FirstEnergy Nuclear Operating Company

Facility:

Davis-Besse Nuclear Power Station

Location:

5501 North State Route 2

Oak Harbor, OH 43449

Dates:

May 15 through August 9, 2002

Inspectors:

J. Gavula, Senior Reactor Inspector

M. Farber, Senior Reactor Inspector

J. Jacobson, Senior Mechanical Engineer

Approved by:

John A. Grobe, Chairman

Davis-Besse Oversight Panel

ii

SUMMARY OF FINDINGS

IR 05000346-02-08, on 05/15-08/09/2002, FirstEnergy Nuclear Operating Company,

Davis-Besse Nuclear Power Station. Augmented Inspection Team Follow-up Special

Inspection.

The report covers a special inspection, by three regional inspectors, that focused on

compliance with USNRC rules and regulations as they relate to the facts and circumstances

associated with the degradation of the reactor pressure vessel head. The USNRCs program

for overseeing the safe operation of commercial nuclear power reactors is described in

NUREG-1649, Reactor Oversight Process, Revision 3, dated July 2000.

A.

Inspector Identified Findings

Cornerstones: Initiating Events, Barrier Integrity

Significance to be Determined (TBD). The inspectors identified an apparent

violation of Technical Specification Limiting Condition for Operation for Reactor

Coolant System Operational Leakage, paragraph 3.4.6.2, for operation of the

plant with pressure boundary leakage from through-wall cracks in the reactor

coolant system.

This finding is more than minor because the pressure boundary leakage and

resultant cavity in the reactor vessel head represented a loss of the design basis

barrier integrity. The significance of this finding will be determined by the

Significance Determination Process for the issue, which was begun following the

Augmented Inspection Team activities (Section 4OA3.b.1).
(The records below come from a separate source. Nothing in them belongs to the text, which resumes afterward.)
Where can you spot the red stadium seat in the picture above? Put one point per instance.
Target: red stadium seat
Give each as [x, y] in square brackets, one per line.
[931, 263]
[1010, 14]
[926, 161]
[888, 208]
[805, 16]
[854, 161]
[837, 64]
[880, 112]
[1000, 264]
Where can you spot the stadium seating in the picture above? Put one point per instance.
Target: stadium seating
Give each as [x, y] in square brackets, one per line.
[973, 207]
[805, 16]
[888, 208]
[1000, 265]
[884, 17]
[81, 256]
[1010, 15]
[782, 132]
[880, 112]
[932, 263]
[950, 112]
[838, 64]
Significance to be Determined (TBD). The inspectors identified an apparent

violation involving failure to take adequate corrective action for a continuing

buildup of boric acid deposits on the reactor head.
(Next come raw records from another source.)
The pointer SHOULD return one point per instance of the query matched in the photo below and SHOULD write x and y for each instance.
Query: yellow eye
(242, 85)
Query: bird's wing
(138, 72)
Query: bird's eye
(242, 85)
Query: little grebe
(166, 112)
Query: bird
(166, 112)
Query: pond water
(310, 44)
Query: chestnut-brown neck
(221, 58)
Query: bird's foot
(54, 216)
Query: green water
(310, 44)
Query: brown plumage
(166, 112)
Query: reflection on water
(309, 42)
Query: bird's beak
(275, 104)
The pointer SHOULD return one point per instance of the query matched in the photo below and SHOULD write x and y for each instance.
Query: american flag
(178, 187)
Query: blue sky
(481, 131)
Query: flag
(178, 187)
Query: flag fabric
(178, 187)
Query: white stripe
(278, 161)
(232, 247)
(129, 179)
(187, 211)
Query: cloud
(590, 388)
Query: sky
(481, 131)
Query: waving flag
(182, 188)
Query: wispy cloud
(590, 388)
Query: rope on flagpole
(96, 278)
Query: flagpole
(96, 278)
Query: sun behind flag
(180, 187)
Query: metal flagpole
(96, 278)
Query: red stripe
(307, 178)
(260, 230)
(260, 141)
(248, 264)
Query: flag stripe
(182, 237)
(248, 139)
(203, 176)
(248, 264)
This finding is more than minor because the corrosion of the reactor head and

the resulting cavity represented a significant loss of the design basis barrier

integrity. The significance of this finding will be determined by the Significance

Determination Process for the issue, which was begun following the Augmented

Inspection Team activities (Section 4OA3.b.2.1).

Significance to be Determined (TBD). The inspectors identified an apparent

violation involving failure to take adequate corrective action for recurrent

accumulations of boric acid on containment air cooler (CAC) fins. These

accumulations resulted in reduced heat removal capability and reduced air flow

through the cooler which was indicated by decreasing plenum pressure.

This finding is more than minor because the corrosion of the reactor head and

the resulting cavity represented a significant loss of the design basis barrier

integrity. The significance of this finding will be determined by the Significance

iii

Determination Process for the issue, which was begun following the Augmented

Inspection Team activities (Section 4OA3.b.2.2).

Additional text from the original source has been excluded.